EDI 837 And EDI 999, 277CA Transactions Guides (Part 3)
EDI 837 And EDI 999, 277CA Transactions are among other EDI transactions supported by Cigna. Cigna is currently using EDI 837 And EDI 999, 277CA Transactions in support of 5010 compliance and is committed to helping physicians and hospitals successfully use and implement EDI 837 And EDI 999, 277CA Transactions. As a result of using EDI 837 And EDI 999, 277CA Transactions, health care professionals and customers will benefit from even quicker and more accurate document processing.
Below in the blog we present the other portion of the Frequently Asked Questions about implementation of the EDI 837 And EDI 999, 277CA Transactions by Cigna and its partners.
- What does a claim status of A3/21 mean?
This is a claim rejection for missing or invalid information that prevented Cigna from being able to accept or process the claim.
- A3 – Acknowledgement/returned as unprocessable claim. The claim/encounter has been rejected and has not been entered into the adjudication system
- 21 – Missing or invalid information
- In most instances, Cigna will provide an additional status code identifying the missing or invalid information.
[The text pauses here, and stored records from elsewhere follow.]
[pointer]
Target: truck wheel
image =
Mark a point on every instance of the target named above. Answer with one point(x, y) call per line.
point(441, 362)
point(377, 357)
- If an additional status code is not provided, the claim was rejected for a workgroup for electronic data interchange (WEDI) strategic national implementation process (SNIP) Level 1 or 2 error. An additional error is not identified because an equivalent claim status code is not available for the error. Please work with your trading partner to review the error on the 999 Acknowledgment.
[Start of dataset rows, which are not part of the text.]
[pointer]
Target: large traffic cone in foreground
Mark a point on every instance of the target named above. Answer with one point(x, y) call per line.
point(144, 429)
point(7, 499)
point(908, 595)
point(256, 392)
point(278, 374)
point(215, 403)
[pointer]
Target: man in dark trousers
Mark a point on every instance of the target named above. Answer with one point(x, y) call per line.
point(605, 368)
- Level 1 – compliance checks for valid segments, segment order, element attributes, verifying that numeric data elements have a numeric value, validation of X12 syntax and compliance with X12 rules
- Level 2 – compliance checks for HIPAA implementation guide specific requirements like repeat counts, used vs. unused codes, elements and segments, and required or intra-segment
situational data elements.
- How should newborn 837 be filed?
Subscriber information should be submitted with the following:
- The policyholder’s Cigna ID number without the suffix (for example, U1234567801 should be submitted as U12345678)
- The policyholder’s first name
- The policyholder’s date of birth
- Patient information should be submitted with the following:
- The first name or “Newborn”, “Baby Boy”, “Baby Girl”, or “Twin A”, etc.
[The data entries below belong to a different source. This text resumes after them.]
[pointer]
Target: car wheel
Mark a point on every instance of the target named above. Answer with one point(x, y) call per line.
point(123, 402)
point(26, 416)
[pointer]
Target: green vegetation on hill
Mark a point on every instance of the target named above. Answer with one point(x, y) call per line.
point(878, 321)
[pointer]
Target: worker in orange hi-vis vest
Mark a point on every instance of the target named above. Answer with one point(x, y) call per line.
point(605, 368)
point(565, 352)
- The newborn’s date of birth.
- What payer ID should be used when submitting claims to Cigna?
- For medical and dental customers, use the payer ID on the patient’s ID card. If the ID card does not contain a payer ID, use 62308.
- For behavioral HMO claims use SX071; for behavioral PPO claims use 62308.
- For Arizona Medicare Advantage claims use payer ID 86033.
- Cigna will proceed with moving to a single payer ID in the second quarter of 2012.
- How should I submit a rendering address on dental claims (837D)?
The dental claim has a new “Service Facility Address” field that must be used to submit the address where services were rendered.